Oh, and to get justice for their son Ron, as per this quote from Goldman at the time of they were awarded the rights:
"After 13 years of trying to get some justice for Ron, today's the first time that we had any sense of seeing some light at the end of the tunnel."
Justice? Justice? How is publishing this book justice?
Wasn't it enough justice when the wrongful death trial was decided in your favor?
Wasn't it enough justice when O.J.'s plans to get the books on shelves failed?
Isn't it justice enough to sit on the rights so the book will never see the light of day?
Goldman wants us to think that he is hurting Simpson by publishing the book, that he will be making money of the rights so O.J. doesn't. That's just stupid. O.J. wasn't making anything off it anyway. And I doubt that anybody would have fought for the rights if Goldman didn't scarf them up. The book was dead and toxic. I'd argue that if anybody besides Goldman got the rights, the book still would not see the light of day.
If, somehow, that by publishing this book that the case against Simpson would be reopened and he might actually be convicted of the slayings, then I would say that Goldman's justice argument might hold more water. But that can't happen due to double jeopardy and the pesky "If" in the original title.

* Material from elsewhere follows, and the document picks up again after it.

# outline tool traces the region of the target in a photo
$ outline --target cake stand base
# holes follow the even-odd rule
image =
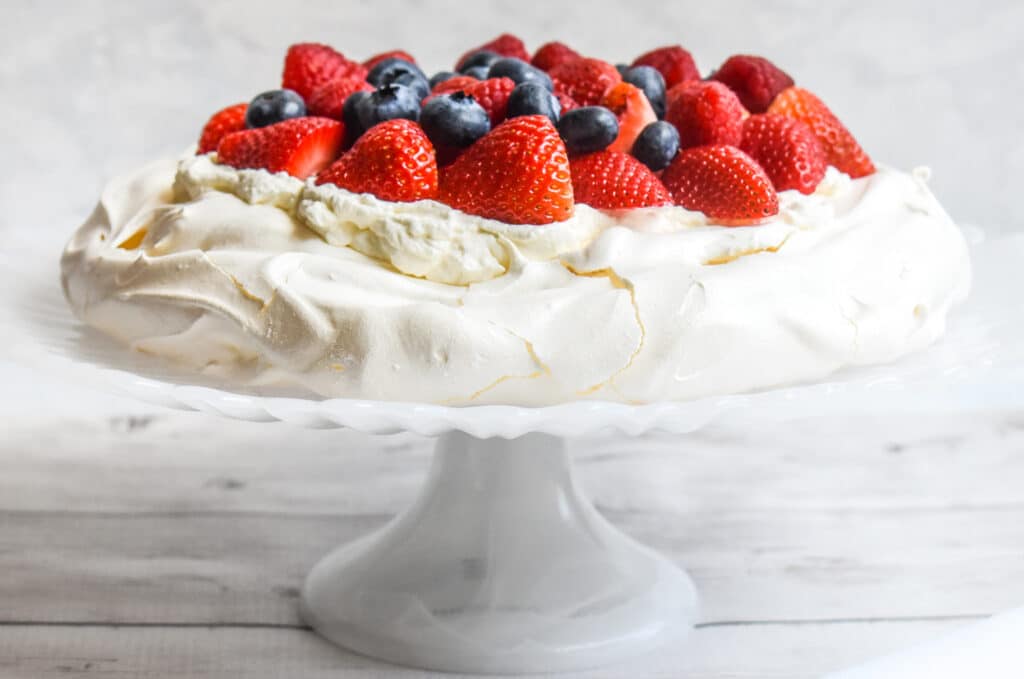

So, what this all comes out looking like a ploy for the Goldman's to get money. Perhaps they truly believe that they are getting justice against Simpson by doing this, but in reality, they're not. Is it a shame that the Goldmans are having such a hard time collecting the funds from Simpson? Yes. And if there was something I could do to fix that, I would. But the money they make after the portion of the proceeds goes to the Ron Goldman Foundation for Justice will assumedly go right in their pockets. And that looks like they are after financial gain more than anything.
I hope Oprah asks the hard questions on the 13th. I'd like to find out what really is going on here.